Песенка в шесть пенсов и карман пшеницы (сборник) - страница 39



Она не ответила, но многозначительно посмотрела на него поверх моей головы, поджала губы и, незаметно покачав головой, вышла из комнаты.

– Мисс О’Риордан принесет нам чай. Полагаю, что из-за морского воздуха у тебя разыгрался аппетит, – весело сказал дядя. Он посадил меня на один из двух старых и довольно потрепанных кожаных стульев, стоявших по обе стороны от камина, и вернулся к бюро. – Позволь мне закончить свои дела. Через минуту я буду с тобой.

Инстинктивно я чувствовал, что он дает нам обоим время прийти в себя. Конечно, для меня здесь были странные условия. Кроме стульев и складного бюро, на котором стояла большая бело-голубая статуя Мадонны, больше в комнате мебели почти не было, как не было и уюта. Черные, довольно потрепанные занавески, ковер, как и стулья, был сильно вытерт, как бы истоптанный за многие годы множеством ног. На каминной полке я увидел биретту[34] и длинный ряд из сложенных кучками пенсов. На одной стене висело распятие из черного дерева и слоновой кости. А на другой стене меня поразила большая гравюра длиннобородого полуголого волосатого старика, забравшегося на самый верх высокой каменной колонны.
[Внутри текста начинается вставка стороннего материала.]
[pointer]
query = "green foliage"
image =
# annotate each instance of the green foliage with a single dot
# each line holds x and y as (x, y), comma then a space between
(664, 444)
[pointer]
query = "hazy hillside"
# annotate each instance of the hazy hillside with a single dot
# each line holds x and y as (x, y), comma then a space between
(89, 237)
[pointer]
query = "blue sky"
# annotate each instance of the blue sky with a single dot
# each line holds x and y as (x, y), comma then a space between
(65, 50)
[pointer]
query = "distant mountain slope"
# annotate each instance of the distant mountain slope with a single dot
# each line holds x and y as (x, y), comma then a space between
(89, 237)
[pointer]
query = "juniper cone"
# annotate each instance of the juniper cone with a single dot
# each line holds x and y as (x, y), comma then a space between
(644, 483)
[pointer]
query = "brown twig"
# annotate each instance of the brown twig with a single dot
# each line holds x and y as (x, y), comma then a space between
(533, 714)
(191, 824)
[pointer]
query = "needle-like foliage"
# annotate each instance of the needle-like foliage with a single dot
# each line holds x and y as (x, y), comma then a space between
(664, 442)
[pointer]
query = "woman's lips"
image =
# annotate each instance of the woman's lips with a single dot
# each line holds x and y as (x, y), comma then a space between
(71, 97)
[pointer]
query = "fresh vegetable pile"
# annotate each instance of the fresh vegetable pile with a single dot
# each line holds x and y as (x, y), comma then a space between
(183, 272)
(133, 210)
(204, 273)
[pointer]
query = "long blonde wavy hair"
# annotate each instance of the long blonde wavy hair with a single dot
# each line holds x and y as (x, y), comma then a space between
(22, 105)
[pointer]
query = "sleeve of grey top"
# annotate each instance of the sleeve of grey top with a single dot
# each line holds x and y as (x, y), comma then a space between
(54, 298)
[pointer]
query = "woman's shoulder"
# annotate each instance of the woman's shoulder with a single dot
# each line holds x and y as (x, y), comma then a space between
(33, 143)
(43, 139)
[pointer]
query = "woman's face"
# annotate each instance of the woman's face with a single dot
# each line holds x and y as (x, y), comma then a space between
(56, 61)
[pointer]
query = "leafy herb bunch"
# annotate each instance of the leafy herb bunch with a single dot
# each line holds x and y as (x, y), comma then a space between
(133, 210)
– Он тебе нравится? – Дядя поднялся из-за бюро, с полуулыбкой наблюдая за мной.

– Кто это?

– Один из моих любимых святых.

– Но что он там делает?

– Ничего особенного. – Теперь дядя действительно улыбался. – Просто он необычный человек и святой.

В этот момент, всем своим видом выражая чрезвычайное усилие, мисс О’Риордан принесла черный лакированный поднос с чайными принадлежностями и большой тарелкой толсто нарезанных кусков хлеба с маслом. Хотя я привык к гораздо более качественному меню, я едва ли заметил отсутствие выпечки. Мои мысли были настолько заняты этим удивительным стариком на столпе, что, когда экономка вышла, я не выдержал:

– Как высоко он забрался, дядя, и сколько он там пробыл?

– На тридцать шесть кубитов[35], да еще на вершине горы. И просидел там тридцать лет.

Это было так поразительно, что я подавился первым же куском хлеба с маслом.

– Тридцать лет! Но как же он ел?

– Он опускал корзину. Конечно, он много постился.

– А почему он не падал, когда спал? Я бы так точно упал.

– Ну, он был удивительным стариком. И вероятно, он мало спал. Возможно, его власяница заставляла его бодрствовать.

– Помилуйте, дядя. Власяница!

Он улыбнулся.

– Я не понимаю, зачем он это делал, – сказал я наконец.

– Послушай, Лоуренс… – (Я испытал спазм удовольствия, когда он назвал меня моим полным именем.) – Симеон жил давно, в дикой горной стране, среди диких племен. Как ты можешь себе представить, к нему ходили целые толпы. Он проповедовал им, часто часами, исцелял больных, был кем-то вроде судьи, творил чудеса и таким образом обратил в христианство великое множество людей.

Наступила тишина.

– Вот почему вы держите его в своей комнате?

Он покачал головой:

– Я узнал о нем, когда учился в колледже в Испании. И поскольку у меня было такое же имя, как у него, я чувствовал себя весьма польщенным. Стало быть, как ты понимаешь, это просто тщеславие с моей стороны.

Очарованный нашим разговором, я тепло посмотрел на дядю, который вместо ожидаемой болезненной темы об отце, чреватой слезами, поднял меня до редких исторических и интеллектуальных высот.

– Я хотел бы увидеть какое-нибудь чудо, дядя, – задумчиво сказал я.

– Они происходят каждый день, если мы только поищем их. А теперь налегай на хлеб с маслом. Сегодня у миссис Вителло выходной день, так что до завтрака у нас с едой будет не очень.